Tafanario, ‘ostentóreo’, ‘dormisquear’…
La invención de etimologías, la intuición sobre ellas, es tan entretenida como iluminadora
Los miércoles comparto espacio radiofónico con Àngels Barceló y Manuel Delgado. El otro día, hablando de sombras, comprendí que me interesa el significado de las palabras desconocidas ―tafanario, martingala― y, a la vez, busco el reverso de las que conocemos más de la cuenta, presuposiciones y música ambiente: democracia, libertad, europeísmo, pueblo soberano… También me fascinan los neologismos ―no necesariamente los anglicismos adaptados―, la invención de etimologías y el empleo de acepciones posibles para palabras que tienen, en realidad, otras acepciones: cuando era pequeña y jugaba con mi vecina a nuestras aventis particulares, tragábamos botes salvavidas para prevenir la muerte por vía oral antes de enfrentarnos a aventuras peligrosas y saltábamos al Tercer Mundo con nuestro traje de astronauta porque el Tercer Mundo no era esa nomenclatura políticamente incorrecta para aludir a los lugares pobres y abandonados de la mano de Diosa, a las geografías esquilmadas por la explotación, la hambruna y las guerras, territorios sobre los que se aplica el Betadine de la caridad, sino que el Tercer Mundo era algo parecido a Marte. La confusión no es tan descabellada…
Un ejemplo de neologismo impresionante fue el ostentóreo de Jesús Gil, palabra centauro, palabra sirena, que funde lo ostentoso con lo estentóreo para nombrar artefactos, conductas, formas de vida, como los del propio Gil. En mi casa, inventamos el verbo dormisquear, que define los sueños en superficie, el esnórquel onírico inducido por el lorazepam, y mi madre reivindicó el término dineroso, de raíz quevedesca ―”Poderoso caballero es don Dinero”―, que podría describir a personajes como Cristiano Ronaldo, que tiene dinero y es ostentoso; o a perfiles poco nítidos, como el del actual propietario del BBVA, que no tiene nombre, que son muchos nombres o corporaciones o vaya usted a saber qué. Auténtico poder. Auténtico dineroso. Hemos comprobado que el neologismo de mi madre estaba recogido en el DRAE.
La invención de etimologías ―la intuición sobre ellas― es tan entretenida como iluminadora: yo pensaba que el asombro procedía de la ausencia de sombra, de sin sombra, igual que el amoral era el sin moral, diferente del inmoral, que niega una en particular. Sin embargo, ese origen y esa significación eran discutibles, si colocamos el asombro al lado del alumbramiento, que no tiene que ver con la falta de luz, sino con la salida hacia la luz. Así, el asombro, según Corominas, nace del susto de los caballos cuando eran metidos en las caballerizas, empujados hacia la sombra en la que acaso identificaban figuras amenazantes. Hacia la sombra y sin sombra se solapan, y descubrir con miedo o en lo oscuro son formas de conocer.

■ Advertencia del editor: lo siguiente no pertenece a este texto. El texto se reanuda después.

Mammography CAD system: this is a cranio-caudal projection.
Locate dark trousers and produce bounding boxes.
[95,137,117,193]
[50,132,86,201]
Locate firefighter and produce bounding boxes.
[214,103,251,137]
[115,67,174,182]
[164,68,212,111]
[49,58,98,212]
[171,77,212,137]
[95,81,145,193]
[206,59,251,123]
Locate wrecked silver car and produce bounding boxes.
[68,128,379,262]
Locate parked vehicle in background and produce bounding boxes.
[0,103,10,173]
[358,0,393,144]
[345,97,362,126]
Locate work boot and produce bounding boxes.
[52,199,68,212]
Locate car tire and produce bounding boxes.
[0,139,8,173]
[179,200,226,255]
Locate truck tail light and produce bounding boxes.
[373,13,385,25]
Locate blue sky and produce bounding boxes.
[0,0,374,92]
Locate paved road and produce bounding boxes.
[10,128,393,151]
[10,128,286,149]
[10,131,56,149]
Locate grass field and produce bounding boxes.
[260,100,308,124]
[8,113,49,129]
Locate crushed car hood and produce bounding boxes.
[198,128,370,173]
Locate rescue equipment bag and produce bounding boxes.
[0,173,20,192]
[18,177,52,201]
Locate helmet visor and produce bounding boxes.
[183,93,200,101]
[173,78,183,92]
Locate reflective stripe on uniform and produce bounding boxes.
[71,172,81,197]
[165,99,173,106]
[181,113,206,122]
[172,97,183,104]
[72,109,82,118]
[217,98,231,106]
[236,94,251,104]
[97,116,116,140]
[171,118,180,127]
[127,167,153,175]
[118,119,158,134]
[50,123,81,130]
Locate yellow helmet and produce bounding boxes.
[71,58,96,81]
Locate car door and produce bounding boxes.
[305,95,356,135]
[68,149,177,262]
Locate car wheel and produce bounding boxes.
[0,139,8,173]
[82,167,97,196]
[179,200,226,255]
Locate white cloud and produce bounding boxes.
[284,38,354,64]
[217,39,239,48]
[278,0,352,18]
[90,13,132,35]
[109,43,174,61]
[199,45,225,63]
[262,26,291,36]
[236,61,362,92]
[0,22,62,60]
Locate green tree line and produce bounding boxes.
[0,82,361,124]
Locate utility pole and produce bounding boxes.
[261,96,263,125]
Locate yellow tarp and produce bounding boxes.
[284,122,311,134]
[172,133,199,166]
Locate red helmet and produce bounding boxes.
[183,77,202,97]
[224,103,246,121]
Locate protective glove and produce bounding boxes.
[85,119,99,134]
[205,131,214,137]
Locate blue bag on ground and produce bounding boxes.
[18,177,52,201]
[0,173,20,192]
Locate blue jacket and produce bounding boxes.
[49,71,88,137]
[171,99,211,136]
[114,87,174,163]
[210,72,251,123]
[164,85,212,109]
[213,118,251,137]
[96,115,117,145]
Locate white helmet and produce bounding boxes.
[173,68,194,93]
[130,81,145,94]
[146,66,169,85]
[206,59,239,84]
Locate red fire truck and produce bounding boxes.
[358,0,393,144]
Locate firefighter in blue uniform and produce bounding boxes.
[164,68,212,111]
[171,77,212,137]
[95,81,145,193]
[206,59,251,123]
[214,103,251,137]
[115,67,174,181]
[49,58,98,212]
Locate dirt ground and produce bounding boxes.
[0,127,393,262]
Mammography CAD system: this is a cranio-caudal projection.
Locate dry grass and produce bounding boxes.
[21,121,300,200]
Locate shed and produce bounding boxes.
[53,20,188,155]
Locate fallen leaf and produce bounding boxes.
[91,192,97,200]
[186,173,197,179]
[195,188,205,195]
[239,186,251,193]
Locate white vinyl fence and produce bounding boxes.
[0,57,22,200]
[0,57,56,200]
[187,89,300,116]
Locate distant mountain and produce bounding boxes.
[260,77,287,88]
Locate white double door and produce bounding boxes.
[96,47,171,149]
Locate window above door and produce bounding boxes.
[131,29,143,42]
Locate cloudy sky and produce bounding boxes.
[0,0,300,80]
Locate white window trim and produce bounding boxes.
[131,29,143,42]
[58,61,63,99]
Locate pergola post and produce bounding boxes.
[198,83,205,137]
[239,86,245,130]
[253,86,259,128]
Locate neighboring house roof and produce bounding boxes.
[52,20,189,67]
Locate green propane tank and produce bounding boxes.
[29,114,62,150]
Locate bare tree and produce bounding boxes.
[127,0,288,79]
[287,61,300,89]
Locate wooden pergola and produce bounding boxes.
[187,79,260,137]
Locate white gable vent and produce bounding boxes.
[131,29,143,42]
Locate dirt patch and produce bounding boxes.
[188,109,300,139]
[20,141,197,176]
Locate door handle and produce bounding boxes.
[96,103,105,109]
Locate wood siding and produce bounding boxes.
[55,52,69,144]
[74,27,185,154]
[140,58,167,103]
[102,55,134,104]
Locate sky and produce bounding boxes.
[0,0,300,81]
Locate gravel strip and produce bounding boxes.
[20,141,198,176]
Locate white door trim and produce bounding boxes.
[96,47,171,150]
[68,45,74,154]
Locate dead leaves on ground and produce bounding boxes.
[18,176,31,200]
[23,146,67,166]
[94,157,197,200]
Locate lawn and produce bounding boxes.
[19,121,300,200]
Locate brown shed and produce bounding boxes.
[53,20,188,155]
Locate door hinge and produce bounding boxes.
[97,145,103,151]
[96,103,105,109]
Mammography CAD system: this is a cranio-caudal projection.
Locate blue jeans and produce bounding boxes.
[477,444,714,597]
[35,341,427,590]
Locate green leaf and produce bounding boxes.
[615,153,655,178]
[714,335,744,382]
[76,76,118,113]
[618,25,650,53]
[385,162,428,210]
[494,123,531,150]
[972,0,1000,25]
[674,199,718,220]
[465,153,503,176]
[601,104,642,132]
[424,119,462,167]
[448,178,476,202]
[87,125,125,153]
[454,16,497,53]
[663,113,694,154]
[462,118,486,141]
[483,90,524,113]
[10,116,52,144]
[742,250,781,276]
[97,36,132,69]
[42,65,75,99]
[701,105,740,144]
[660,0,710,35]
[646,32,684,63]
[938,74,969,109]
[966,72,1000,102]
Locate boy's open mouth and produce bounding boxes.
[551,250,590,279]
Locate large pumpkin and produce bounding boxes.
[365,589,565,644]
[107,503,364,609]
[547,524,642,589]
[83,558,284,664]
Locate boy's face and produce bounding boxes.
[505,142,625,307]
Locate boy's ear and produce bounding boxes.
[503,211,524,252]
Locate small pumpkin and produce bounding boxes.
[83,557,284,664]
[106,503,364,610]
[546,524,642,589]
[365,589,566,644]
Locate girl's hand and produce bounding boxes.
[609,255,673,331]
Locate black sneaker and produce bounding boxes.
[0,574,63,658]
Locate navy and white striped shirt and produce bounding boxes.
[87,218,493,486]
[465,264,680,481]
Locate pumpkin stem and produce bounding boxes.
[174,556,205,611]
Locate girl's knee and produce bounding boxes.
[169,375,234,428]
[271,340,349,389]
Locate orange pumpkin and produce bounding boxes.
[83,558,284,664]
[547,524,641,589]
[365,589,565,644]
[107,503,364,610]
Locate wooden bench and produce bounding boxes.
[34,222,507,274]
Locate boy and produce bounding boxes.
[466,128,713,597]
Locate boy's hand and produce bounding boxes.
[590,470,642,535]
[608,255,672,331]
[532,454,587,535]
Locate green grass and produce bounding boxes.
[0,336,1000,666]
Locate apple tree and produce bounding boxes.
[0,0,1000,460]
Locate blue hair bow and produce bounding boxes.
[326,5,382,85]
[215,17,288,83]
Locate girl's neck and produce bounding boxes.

Luego, está el afilador. El chiflo del afilador se cuela por mi ventana y yo me escondo dentro del armario entre los abrigos. El chiflo del afilador me hacer recordar relatos de fantasmas. La literatura se me mete en la vida y mis cuchillos se quedan con sus filos mellados en los cajones. Las ficciones colonizan nuestro cuerpo igual que las posibilidades morfológicas de las palabras, aisladamente, inciden en nuestra morfología humana. Por último, están las chispas, los resortes automáticos que surgen de lo más profundo de nuestro mapa cerebral: ¿champú? de huevo; ¿manso?, cordero; ¿la Lola?, se va a los puertos… Ratificamos la importancia de jugar a la rayuela, la rima y el torbellino de la música en nuestros pensamientos. Sus enigmas.
Palabras y lenguaje no son mundo paralelo ni excusa para no habitar la realidad. Realidad es una palabra que rellenamos con significados nunca inocentes. No toda la realidad es lenguaje, pero jugar con el lenguaje puede ser un modo de intervenir la realidad.